Earlier, I used a continuous chart to project a potentially important top at 53.06. But because silver is flirting with possibly rally-stopping resistance $10 below that, I've used the December contract to produce a more precise target. It shows the futures to have slightly exceeded a target tied to a point 'A' low recorded in October 2023. However, there is a still higher target, unachieved, at 43.282 that comes from a lower 'A' at 21.992 notched seven months earlier. This is shown in the chart. I have used it to produce a bull market target at 43.282 that maxes out possibilities on the daily chart, although not the monthly. That is why we should pay close attention when the December contract hits 43.282, which it will. I expect a tradable stall there, although probably not a fatal one, because there will still be an outstanding target at 53.06.
The pattern shown is gnarly enough to give us high-confidence trades every step of the way. It has yielded two profitable trades so far: a conventional short from x=36.233, and a so-far moderately profitable long from p=35.695. If sellers smash through p, you can use a reverse-pattern trigger to play a likely continuation down to at least p2=35.158. You can bottom-fish there if reversing a profitable short position; then place a tightly stopped bid down at D=36.620 for an eventual relapse. That would be the most appealing trade of the three proffered herein.
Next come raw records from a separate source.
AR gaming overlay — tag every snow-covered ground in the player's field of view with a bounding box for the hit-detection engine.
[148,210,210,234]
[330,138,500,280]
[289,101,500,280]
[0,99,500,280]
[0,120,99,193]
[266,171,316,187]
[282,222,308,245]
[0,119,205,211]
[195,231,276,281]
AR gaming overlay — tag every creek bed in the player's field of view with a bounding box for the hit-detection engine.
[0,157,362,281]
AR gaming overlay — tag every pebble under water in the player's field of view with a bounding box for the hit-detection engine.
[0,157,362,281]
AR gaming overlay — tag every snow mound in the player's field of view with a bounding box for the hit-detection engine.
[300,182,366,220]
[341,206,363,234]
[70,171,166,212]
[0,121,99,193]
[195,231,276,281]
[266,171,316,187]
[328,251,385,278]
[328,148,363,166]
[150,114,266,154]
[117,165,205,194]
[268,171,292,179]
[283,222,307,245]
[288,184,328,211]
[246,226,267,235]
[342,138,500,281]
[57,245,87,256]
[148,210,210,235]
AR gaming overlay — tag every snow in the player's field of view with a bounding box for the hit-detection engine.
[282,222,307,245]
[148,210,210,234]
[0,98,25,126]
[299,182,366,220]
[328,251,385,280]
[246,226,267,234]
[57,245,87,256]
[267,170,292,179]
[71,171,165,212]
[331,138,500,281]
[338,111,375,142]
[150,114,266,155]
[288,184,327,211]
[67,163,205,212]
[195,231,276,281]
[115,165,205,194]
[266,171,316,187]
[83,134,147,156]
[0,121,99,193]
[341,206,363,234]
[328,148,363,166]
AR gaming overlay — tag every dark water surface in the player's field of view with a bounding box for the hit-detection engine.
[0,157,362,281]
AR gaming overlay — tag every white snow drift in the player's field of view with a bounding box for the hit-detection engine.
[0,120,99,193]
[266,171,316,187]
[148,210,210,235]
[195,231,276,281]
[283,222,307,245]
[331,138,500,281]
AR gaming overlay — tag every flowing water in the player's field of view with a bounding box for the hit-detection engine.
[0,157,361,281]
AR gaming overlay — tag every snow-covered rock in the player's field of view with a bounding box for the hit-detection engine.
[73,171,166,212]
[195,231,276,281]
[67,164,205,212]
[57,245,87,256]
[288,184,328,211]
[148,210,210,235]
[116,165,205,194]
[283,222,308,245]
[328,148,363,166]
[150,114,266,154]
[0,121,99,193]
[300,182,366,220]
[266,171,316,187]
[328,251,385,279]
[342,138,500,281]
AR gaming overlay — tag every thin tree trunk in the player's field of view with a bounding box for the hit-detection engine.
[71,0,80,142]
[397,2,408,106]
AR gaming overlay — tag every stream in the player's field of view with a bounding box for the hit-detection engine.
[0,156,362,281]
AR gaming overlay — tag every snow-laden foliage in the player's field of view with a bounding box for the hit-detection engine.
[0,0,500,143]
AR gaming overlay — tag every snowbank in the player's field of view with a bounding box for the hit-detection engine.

July Silver aborted a textbook 'mechanical' buy at 36.349 last week, a sign that there is something wrong below the surface despite the 12% rally in June from 33 to 37. Perhaps bulls just need a breather? SI is notorious for reversing after stopping out previous highs and lows. This is what it did on Friday, bouncing 50 cents after dipping a couple of ticks beneath the 35.580 low recorded on June 12. However, I doubt the reversal will get legs, since the move following the breach of a too-obvious support. We'll give it the benefit of the doubt nonetheless while stipulating that the uptrend must surpass three small peaks, the highest of them at 37.045, to regain our respect.